In the disease control category, three proteins from our study were found to be involved with Insulin secretion and circadian entrainment pathways; these were Inositol 1,4,5-trisphosphate receptor type 3, Voltage-dependent T-type calcium channel subunit alpha-1H and Protein piccolo. The Inositol triphosphate pathway mobilizes the calcium ions from organelles and consequently increases the secretion of insulin (Onaolapo et al., 2018). Mechanisms for Ca2+ entry include voltage-operated channels (VOC), receptor-operated channels (ROC), and store-operated channels (SOC) as well as two families of intracellular Ca2+ release channels, the ryanodine receptor (RyR) and InsP3R (Hagar and Ehrlich, 2000; Yang et al., 2013). In 2002, Fujimoto et. al. demonstrated the importance of the cAMP-GEFIIּ Rim2ּ Piccolo complex in cAMP-induced insulin secretion. Thus indicating the effort of the body to regulate the imbalanced insulin levels due to damaged pancreas (islet of Langerhans).
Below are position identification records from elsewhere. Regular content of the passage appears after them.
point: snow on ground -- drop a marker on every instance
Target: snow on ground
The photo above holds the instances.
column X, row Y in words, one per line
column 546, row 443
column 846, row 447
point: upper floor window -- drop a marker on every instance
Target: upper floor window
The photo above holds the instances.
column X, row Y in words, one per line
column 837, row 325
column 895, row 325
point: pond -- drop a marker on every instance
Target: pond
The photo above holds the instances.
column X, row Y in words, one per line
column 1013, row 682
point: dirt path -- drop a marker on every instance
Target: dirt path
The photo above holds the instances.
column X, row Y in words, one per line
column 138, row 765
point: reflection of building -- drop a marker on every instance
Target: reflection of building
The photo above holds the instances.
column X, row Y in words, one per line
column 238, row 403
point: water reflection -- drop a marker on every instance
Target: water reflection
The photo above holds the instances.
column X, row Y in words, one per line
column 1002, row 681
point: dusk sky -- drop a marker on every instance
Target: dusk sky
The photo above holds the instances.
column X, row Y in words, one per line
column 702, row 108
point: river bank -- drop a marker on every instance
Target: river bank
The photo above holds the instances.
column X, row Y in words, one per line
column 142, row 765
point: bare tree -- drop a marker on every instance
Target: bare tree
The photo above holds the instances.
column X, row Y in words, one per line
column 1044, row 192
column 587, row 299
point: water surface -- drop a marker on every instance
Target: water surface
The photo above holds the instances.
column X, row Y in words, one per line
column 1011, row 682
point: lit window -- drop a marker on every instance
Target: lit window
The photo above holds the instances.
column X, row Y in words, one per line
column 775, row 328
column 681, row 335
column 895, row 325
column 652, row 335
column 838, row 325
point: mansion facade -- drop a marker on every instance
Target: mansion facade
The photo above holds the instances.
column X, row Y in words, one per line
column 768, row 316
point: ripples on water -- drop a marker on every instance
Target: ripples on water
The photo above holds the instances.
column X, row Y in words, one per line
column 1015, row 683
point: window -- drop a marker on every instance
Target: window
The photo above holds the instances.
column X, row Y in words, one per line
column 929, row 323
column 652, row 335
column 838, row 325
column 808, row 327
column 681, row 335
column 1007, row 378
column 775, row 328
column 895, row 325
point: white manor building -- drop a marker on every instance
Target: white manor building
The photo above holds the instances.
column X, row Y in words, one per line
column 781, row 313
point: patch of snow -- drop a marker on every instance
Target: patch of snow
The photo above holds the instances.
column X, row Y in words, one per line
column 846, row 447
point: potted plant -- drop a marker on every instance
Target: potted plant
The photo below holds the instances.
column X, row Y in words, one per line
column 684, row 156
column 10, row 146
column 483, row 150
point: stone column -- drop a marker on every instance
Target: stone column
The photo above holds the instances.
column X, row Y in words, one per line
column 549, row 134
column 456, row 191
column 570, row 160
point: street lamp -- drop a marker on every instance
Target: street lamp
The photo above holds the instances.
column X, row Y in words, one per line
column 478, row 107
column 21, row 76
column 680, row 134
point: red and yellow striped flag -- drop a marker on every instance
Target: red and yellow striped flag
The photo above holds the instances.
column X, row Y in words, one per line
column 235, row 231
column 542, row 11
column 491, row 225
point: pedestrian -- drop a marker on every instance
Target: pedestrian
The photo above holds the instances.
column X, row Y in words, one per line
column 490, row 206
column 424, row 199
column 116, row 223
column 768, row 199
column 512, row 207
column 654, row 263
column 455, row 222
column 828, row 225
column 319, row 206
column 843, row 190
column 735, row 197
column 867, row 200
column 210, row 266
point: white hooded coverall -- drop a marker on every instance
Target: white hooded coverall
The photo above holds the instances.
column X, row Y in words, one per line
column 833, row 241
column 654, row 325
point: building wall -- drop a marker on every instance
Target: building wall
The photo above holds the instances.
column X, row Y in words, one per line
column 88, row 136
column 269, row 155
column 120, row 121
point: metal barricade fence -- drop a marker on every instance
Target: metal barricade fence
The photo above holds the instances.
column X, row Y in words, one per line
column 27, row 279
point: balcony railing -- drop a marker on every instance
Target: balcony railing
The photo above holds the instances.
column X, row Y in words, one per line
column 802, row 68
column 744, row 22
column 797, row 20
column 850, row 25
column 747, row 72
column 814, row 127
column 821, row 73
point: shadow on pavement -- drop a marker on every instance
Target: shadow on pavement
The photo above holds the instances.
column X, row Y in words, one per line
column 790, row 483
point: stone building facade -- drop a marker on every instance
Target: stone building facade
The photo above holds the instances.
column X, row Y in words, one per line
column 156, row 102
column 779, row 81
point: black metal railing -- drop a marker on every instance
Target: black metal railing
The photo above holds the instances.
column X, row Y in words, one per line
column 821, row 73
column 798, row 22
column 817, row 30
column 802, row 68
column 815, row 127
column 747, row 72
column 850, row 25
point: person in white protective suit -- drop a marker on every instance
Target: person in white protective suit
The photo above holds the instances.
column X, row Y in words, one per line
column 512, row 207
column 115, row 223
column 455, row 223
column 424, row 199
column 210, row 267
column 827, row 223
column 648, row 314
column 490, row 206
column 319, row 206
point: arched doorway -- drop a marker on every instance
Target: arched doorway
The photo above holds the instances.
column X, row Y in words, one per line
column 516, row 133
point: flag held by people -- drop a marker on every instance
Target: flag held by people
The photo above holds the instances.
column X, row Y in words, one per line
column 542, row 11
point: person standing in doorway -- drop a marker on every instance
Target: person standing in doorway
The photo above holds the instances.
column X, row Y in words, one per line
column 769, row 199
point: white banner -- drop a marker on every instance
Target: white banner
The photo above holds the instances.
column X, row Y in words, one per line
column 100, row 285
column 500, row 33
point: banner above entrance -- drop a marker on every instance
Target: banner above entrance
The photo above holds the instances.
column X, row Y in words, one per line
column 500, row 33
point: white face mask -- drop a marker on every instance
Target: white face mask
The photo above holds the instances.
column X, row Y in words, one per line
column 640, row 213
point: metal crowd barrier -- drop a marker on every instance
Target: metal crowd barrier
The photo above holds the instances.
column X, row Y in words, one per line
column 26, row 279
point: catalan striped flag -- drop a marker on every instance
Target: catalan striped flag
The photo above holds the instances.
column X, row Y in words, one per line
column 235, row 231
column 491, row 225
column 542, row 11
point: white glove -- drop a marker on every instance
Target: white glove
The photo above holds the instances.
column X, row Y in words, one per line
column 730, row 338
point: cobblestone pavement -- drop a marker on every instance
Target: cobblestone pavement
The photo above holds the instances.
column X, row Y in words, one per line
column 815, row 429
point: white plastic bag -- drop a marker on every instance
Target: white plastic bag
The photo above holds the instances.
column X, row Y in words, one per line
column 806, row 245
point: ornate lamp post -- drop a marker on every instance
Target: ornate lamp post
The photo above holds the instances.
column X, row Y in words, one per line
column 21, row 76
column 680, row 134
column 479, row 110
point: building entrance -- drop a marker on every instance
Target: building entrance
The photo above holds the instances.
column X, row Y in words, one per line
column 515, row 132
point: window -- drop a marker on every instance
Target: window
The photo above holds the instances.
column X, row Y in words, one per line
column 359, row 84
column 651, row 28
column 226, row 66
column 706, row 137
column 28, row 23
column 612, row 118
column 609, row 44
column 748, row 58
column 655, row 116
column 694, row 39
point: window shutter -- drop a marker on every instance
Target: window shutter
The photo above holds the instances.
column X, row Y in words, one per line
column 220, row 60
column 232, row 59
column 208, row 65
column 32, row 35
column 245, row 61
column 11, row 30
In the 250 mg/kg formulation treatment category, three proteins were found to be engaged with ECM-receptor interaction; the Collagen alpha-1(XI) chain, Collagen alpha-1(I) chain, and Collagen alpha-2(I) chain. During the onset and progression of Diabetes, the ECM protein expression and functioning are impaired, leading to structural alteration of the ECM network as well as normal tissues and cell behavior including cell-cell interactions (Bansode and Gacche., 2019; Shirolkar et al., 2022). Subsequently, these changes lead to diabetes-induced organ-dependent diseases such as nephropathy, retinopathy, and diabetic cardiomyopathy. Spiro and Crowley (1993) have also demonstrated that Alloxan-induced diabetes in rats displayed a significant increase in collagen type VI when compared to collagen types I and IV and other ECM proteins. A high glucose environment and other changes in diabetes lead to alterations in ECM, such as decreased collagen deposition and abnormal collagen metabolism mitigate wound healing (Huang and Kyriakides., 2020). Thus, indicating the therapeutic effect of formulation in mitigating the diabetic condition via up regulation of ECM network.
In the 500 mg/kg treatment category, three proteins were found to be involved in the circadian entrainment pathway; those were Ryanodine receptor 2, Glutamate receptor ionotropic NMDA 2B, and Voltage-dependent T-type calcium channel subunit alpha-1G. The CLOCK and BMAL1 proteins are known to activate the transcription of genes in the pancreas, which are responsible for insulin synthesis/transport and glucose-stimulated secretion (Stenvers et al., 2019). Marcheva et. al., (2010) have demonstrated using both CLOCK and BMAL1 mutants that disruption of the biological clock components leads to hypoinsulinemia and diabetes. Uehara et. al., (2004) have suggested that the mGluR4-mediated signaling and GABAA receptor-mediated cascade; both individually act through the L-glutamatergic system that may act as autocrine transmitter and inhibit glucagon, in the islet of Langerhans. This displays the fringe benefit of the polyherbal formulation at 500 mg/kg in diabetes condition, as it maneuvers towards normalization of the metabolism. As discussed herewith we have demonstrated that diabetes-specific proteins and pathways are associated with progressions and recovery using a polyherbal formulation holistically.